Turkey Leadership Crisis: President Erdogan wants to rebuild democratic Turkey into a more strongly authoritarian and presidential state

6 Μαΐ 2016

Turkish President Recep Tayyip Erdogan’s ambition to wield more power from his largely ceremonial office led his hand-picked Prime Minister Ahmet Davutoglu to step down on Thursday, triggering swings in financial markets and threatening a period of renewed political turmoil.

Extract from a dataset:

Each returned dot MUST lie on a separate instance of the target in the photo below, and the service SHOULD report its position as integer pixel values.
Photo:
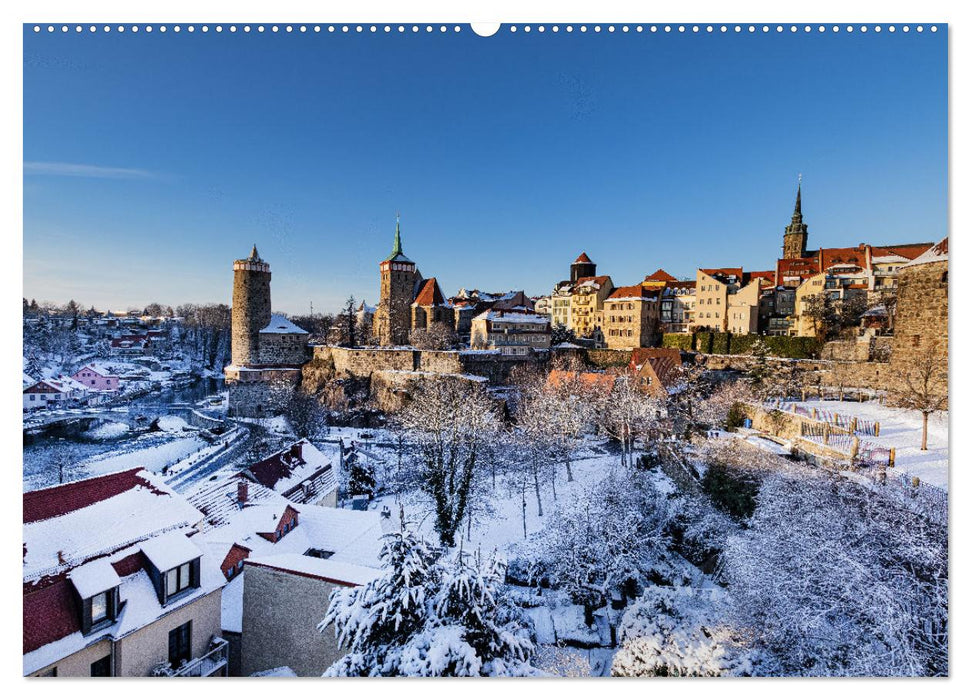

   From Turkey’s relations with the European Union to the government’s ongoing struggle with Kurdish separatists, here’s why the premier’s departure matters.
   Davutoglu was seen as the architect of the deal with the European Union to send refugees arriving in Europe back across the Aegean Sea to Turkey, and his departure has triggered doubts over whether that agreement can now go ahead. German Chancellor Angela Merkel and Italian Prime Minister Matteo Renzi told reporters in Rome on Thursday that the accord must be implemented.
   Even so, a senior party official in Merkel’s Christian Democratic Union criticized Erdogan for tightening his grip on power in Turkey.
   Davutoglu’s sidelining “bolsters concern that President Erdogan wants to rebuild democratic Turkey into a more strongly authoritarian and presidential state,” Juergen Hardt, a CDU lawmaker who sits on the foreign affairs committee, said in an e-mailed statement. “Turkey must decide for itself whether the path to the future leads to Europe or to heightened isolation.”
   In return for help with the migrant crisis, the European bloc provided Turkey with 6 billion euros in refugee aid, offered Turks the prospect of visa-free travel in the EU, and held out the promise of reinvigorating talks on stalled Turkish membership of the group.